第71章―10
間もなく打ち上げられる予定の人工衛星を積んだ宇宙ロケットを見ながら、そんなことを池田元助が考えていると。
それこそ急いで待つ身がどうにもつらくなったのか、池田元助と似たような立場にあるトラック諸島にいる世界各国の科学技術者達が、池田元助の傍に何時か集いだした。
池田元助のいる場は、宇宙ロケットの打ち上げを外から見るのに絶好の場であり、その一方で、実際に宇宙ロケットの打ち上げを行う、いわゆる管制塔内に入れるのは文字通りの担当者だけで、それ以外の科学技術者達のほとんどは、外から宇宙ロケットの打ち上げを見守るしかないという現実があった。
こうしたことから、多くの科学技術者が結果的に池田元助の傍に集うことになった。
池田元助は周囲にいる科学技術者の面々を見回し、誰がいるのかを確認しつつ、自らの服のポケットの中に入れている耳栓が確かにあるのを思わず確認した。
何故なら、この場に集っている科学技術者の多くが既に耳栓を入れていたからだ。
宇宙ロケットの打ち上げに伴う轟音は余りにも大きい。
それこそ、耳栓をしていなければ、鼓膜が破れておかしくない音量である。
それは、これまでに行われてきた数々の試作ロケットの打ち上げで、この場に集っている科学技術者全員が承知していると言っても過言では無かった。
だから、予め耳栓をしてこの場に科学技術者が集ったのだ。
とはいえ、実際に人工衛星を積んだ宇宙ロケットの打ち上げが行われるのには、まだまだ1時間以上がある筈だった。
にも関わらず、多くの科学者が既に耳栓をしている理由だが。
池田元助は、内心で苦笑しながら、自らも耳栓をすることにした。
自分もそうだが、多くの科学技術者が自分一人の世界の中で、世界初の人工衛星を積んだ宇宙ロケットの打ち上げを見て、心の底から味わいたいのだ。
まだまだ1時間以上も待つしか無く、ハッキリ言って、こんなに早く集う必要は無い。
それに極論をすれば、トラック諸島の何処からでも、この宇宙ロケットの打ち上げを見ることはできると言っても過言では無い。

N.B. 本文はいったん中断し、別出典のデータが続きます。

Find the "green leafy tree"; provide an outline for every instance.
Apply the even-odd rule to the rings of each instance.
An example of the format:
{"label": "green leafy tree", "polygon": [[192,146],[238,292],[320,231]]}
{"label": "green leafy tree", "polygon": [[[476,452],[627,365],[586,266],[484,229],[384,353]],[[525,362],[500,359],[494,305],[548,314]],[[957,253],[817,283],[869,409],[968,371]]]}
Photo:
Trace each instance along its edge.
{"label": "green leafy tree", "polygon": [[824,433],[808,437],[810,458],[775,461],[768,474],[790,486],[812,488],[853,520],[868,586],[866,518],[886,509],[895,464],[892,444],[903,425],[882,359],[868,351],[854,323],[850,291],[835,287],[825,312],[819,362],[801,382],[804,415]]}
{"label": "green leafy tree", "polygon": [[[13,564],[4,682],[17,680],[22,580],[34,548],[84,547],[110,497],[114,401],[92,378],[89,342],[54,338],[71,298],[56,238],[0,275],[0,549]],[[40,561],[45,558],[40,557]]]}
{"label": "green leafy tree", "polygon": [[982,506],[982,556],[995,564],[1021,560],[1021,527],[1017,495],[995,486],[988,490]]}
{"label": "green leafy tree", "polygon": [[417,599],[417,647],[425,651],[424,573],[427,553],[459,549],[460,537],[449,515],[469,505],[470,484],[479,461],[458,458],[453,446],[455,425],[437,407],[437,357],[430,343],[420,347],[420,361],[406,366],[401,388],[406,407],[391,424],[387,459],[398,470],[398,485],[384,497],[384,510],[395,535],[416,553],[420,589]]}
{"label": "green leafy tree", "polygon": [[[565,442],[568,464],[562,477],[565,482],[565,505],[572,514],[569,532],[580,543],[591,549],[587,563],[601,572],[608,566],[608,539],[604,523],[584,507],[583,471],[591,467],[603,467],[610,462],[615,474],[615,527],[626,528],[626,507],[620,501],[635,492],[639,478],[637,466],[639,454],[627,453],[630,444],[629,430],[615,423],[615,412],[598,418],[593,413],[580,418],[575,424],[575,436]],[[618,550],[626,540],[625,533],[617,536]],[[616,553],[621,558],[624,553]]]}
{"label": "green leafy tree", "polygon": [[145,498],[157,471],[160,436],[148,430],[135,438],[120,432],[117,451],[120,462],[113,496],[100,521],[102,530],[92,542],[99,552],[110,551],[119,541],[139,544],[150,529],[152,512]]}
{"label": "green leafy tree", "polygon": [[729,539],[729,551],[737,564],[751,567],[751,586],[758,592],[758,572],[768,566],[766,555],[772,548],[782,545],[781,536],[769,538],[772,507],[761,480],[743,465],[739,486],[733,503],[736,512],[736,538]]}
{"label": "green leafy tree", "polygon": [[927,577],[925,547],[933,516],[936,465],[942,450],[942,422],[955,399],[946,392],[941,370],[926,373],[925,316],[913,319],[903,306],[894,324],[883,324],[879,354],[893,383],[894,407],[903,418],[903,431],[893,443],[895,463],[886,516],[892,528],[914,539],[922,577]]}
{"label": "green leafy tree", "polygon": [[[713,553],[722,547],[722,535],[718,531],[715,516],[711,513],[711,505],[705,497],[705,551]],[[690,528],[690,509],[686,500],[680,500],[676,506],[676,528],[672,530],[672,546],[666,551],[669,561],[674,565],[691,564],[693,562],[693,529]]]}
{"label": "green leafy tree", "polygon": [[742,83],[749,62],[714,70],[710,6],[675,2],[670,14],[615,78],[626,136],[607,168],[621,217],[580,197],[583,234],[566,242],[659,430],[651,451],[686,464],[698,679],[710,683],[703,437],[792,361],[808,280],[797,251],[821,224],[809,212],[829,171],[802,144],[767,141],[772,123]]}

それでも、このような特等席といえる場所を占められた以上、我が儘と言われそうだが、この感動を一人の人間として、ゆっくりと味わいたいものだ。
それに上里秀勝殿なりの思いやりなのだろう。
必要最低限の人間がいればよい、として多くの休暇申請がほぼ通ったとか。
実際にどうしてもという仕事が無ければ、半日ほど休んで、これ程の大事業の一つの頂点を見届けたいというのは、科学技術者以前の一人の人間として当然のことではないだろうか。
そんなことまでも、池田元助は考えつつ、耳栓をして一人きりの世界に浸って、宇宙ロケットの打ち上げを待つことにした。
さて、その場には当然というと何だが、ケプラーやガリレオもいた。
ケプラーは周囲を見回して考えた。
本当に世界中の人が集ったようだ。
様々な肌の色を持つ人が、この場にいる。
何だかんだ言っても、日系人が多い以上は黄色人種系が多いが、自分のような白人もいるし、北米共和国等から黒人もトラック諸島には来ているからだ。
こんな風に様々な肌の色を持つ人が集って、世界初の人工衛星を積んだ宇宙ロケットの打ち上げを見届けることになるとはな。
ガリレオも、又、考えていた。
妻や子はロケット打ち上げの光景を見て、どのような印象を持つだろうか。
幾ら秘密を保とうとしても限度がある。
間もなく世界初の人工衛星を積んだ宇宙ロケットの打ち上げがあるというのは、トラック諸島の住民全てが知っていると言っても過言では無い。
だから、何処かで妻子も見ているだろう。
ここは基地の内部だから、妻子は入れない。
妻子からズルいと言われそうだな。